The shows run Friday and Saturday for the month of November from 10 p.m. to 2:30 a.m. The band has been together for about a year and, though Valley-based, usually plays at the Whaler in Anchorage.
Asked how he can keep it going for four and a half hours, Kidd said he and his bandmates have been playing music for decades. They have a very deep repertoire.
“Maybe I just wait until they get drunk and after the third set start it all over,” Kidd joked.
Kidd said his backup guitarist, Duane Herd, has also played with Alaska bands for years.
“And he’s just a shredder on that guitar. He just shreds it. It’s awesome,” Kidd said. “We call him Duane ‘The Shredder’ Herd.’”
And nicknames aren’t confined to just Herd.
There’s the drummer, who Kidd says he refers to as Michael “The George Clooney of all Drummers” Lashbrook, and the bassist, “Butch Porter, we call him ‘Mr. Cool.’”
Kidd says he’s played professionally in every state in the union except California and Hawaii, but Against the Grain is near the top of the list of bands he’s played with when it comes to quality.
“It’s awesome to stand on a bandstand with these guys,” Kidd said. “It’s an honor to play with these guys, really.”
Most of the band members are transplants. Herd is a former Californian and Lashbrook a former Canadian.
“I don’t know where Butch is from. We’ll call it Eagle River,” Kidd said. “I’m from the Black Hills of South Dakota originally.”
He said he’s got a pretty typical coming-to-Alaska story.
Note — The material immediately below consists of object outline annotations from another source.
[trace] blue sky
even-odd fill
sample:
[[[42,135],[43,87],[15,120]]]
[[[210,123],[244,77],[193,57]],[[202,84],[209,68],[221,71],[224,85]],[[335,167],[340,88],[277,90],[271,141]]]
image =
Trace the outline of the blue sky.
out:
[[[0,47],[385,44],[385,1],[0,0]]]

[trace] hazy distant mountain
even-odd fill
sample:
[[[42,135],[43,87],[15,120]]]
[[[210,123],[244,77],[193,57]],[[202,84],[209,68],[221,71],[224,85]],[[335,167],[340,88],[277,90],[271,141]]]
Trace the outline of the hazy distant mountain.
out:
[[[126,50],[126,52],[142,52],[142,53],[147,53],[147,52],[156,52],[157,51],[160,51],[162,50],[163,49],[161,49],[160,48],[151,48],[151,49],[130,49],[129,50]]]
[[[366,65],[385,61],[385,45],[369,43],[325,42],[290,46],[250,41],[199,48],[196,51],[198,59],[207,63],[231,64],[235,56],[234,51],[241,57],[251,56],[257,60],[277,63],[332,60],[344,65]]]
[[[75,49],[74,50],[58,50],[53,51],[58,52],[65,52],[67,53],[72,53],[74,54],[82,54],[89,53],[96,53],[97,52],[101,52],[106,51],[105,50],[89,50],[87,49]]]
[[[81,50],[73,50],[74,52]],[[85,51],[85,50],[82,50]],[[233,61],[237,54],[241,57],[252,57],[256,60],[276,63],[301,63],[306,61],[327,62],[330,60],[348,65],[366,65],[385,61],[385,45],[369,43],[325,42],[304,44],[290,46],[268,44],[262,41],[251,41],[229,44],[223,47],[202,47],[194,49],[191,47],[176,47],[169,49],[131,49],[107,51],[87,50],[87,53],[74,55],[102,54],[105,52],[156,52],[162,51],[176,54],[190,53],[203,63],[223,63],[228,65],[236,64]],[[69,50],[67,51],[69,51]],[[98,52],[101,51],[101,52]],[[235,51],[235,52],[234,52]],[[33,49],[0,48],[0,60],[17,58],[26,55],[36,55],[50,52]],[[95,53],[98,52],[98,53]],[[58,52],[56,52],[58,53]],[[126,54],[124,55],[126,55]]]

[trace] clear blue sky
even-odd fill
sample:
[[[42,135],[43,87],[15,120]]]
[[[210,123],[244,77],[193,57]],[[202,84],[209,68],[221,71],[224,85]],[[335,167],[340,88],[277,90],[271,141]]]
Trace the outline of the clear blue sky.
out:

“I was supposed to come up here for a six-month job, met a woman, stayed, got married, got divorced, met another one, got divorced,” Kidd said. “This is the longest I’ve stayed anywhere.”
As far as what to expect — beyond, of course, a party — Kidd said that the band plays mostly covers.
“If you’re a bar band you’ve got to play a lot of covers. You can play some originals, and we do, but for the most part it’s cover tunes,” Kidd said.
And those covers, he said, run the gamut from country to rock to rock-country to reggae.
“That’s what’s so nice about this band is we’re not dubbed into one thing because we play everything,” he said.
Crowd favorites, he said, include Lynyrd Skynryd’s “Sweet Home Alabama,” various Ozzy Osbourne tunes and Lashbrook’s “second-to-none” rendition of the Nitty Gritty Dirt Band’s “Fishin’ in the Dark.” But the band’s favorites include songs like Green Day’s “When I Come Around.”
Kidd said that what brings him back to play in bar bands year after year is the chance it gives him to unwind.
“I’m a branch manager for Denali Alaska Federal Credit Union,” he said. “After a long week of doing that it’s really nice to have the release.”